StreamAnalytix provides its users with the option to register H2O POJO (Plain Old Java Objects) and MOJO (Model Object Optimization) models that are trained outside of StreamAnalytix. After the successful registration, the user can use the model for doing predictions.

In the left navigation pane, click Register Entities. Click the Models tab.

To register a new model, click the + icon on the right side of the screen.

Field	Description
Name	Name of the Model.
Model API	Choose H20 as API.
Model Format	Select model format MOJO (Model Object Optimized) or POJO (Plain Old Java Object)
Model Type	The MOJO or POJO models can be registered with the below mentioned Spark ML algorithms. Choose the one that fits your use case. 1. Distributed Random Forest 2. Gradient Boosting Machine 3. Generalized Linear Modeling 4. Isolation Forest NOTE: You will get different model types if you selects 'POJO' i.e. - KMeans, NaiveBayes, Deep Learning, Distributed Random Forest, Gradient Boosting Machine, Generalized Linear Modeling
POJO Model Type: Model Class	This field is Mention the POJO Class name.
Model Source	'Register the H2O model either by uploading the zip file of MOJO models or the Java files of POJO models. If the files are placed on HDFS, mention the HDFS connection and location.

In the Register Model window, mention the following properties:

Click the Validate button.

Once, the model is validated successfully, the Register button next to Validate will be enabled.

Click Register. After the model is registered successfully, you can view the model in the models page.

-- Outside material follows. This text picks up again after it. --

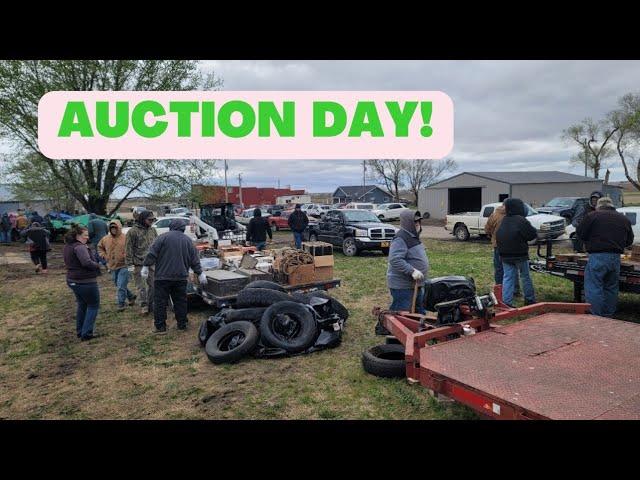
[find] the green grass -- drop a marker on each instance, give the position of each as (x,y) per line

Once the model is registered it can be utilized for scoring over H2O processor in pipelines over StreamAnalytix.

StreamAnalytix provides its users with the option to register Scikit model that is trained outside of StreamAnalytix. After the successful registration, the user can use the model for making predictions.

In the left navigation pane, click Register Entities. Click the Models tab to register a model.

On the right side of the screen, click the + icon to register a new model.

In the Register Model window, mention the name of the model, specify the model API. Here, we choose Scikit as API.

Select one of the below model categories:

• Classification

• Clustering

• Pipeline

• Regression

The Feature list field enlists the features that are used to train the model. You can specify the feature names either by entering them manually or by uploading a .csv file. Here, the header row of the file will be used for feature names.

You can provide the model source either by uploading the scikit model or by providing the HDFS file path.

Note: If you choose HDFS as the model source, provide the connection name and model path.

Click the Validate button. Once, the model is validated successfully, the Register button next to Validate will be enabled. Click Register. After the model is registered successfully, you can view the model in the models page. Now you can use the registered model in the data pipeline for making predictions.

Now, you can use the registered scikit model for doing predictions by selecting the scikit processor to create a Data Pipeline. Refer to the image below:

Calendars

You can create holiday calendars from Register Entities < Calendar< Calendar listing page. There will be a + icon to create the calendar.

On the calendar configuration page you will be asked to select the holiday dates to create calendar.

You can either select multiple dates from the complete year of multiple year calendar or upload the holiday dates for one or multiple calendar years.

These calender can be used in the Workflow.

Following is the configuration page, their properties and descriptions:

Entity	Description
Name	Name of the calendar.
Scope	Select Global or Local, which defines the scope of the calendar.
Timezone	Select the timezone for your calendar.
Date(s)	Select the date(s) for your calender to be marked as holiday.
Description	You can add a description about the calendar.
Upload	Upload a text file (.txt) that contains date(s) in the format of MM-DD-YYYY. In case the file has multiple dates, each entry should be in a new line.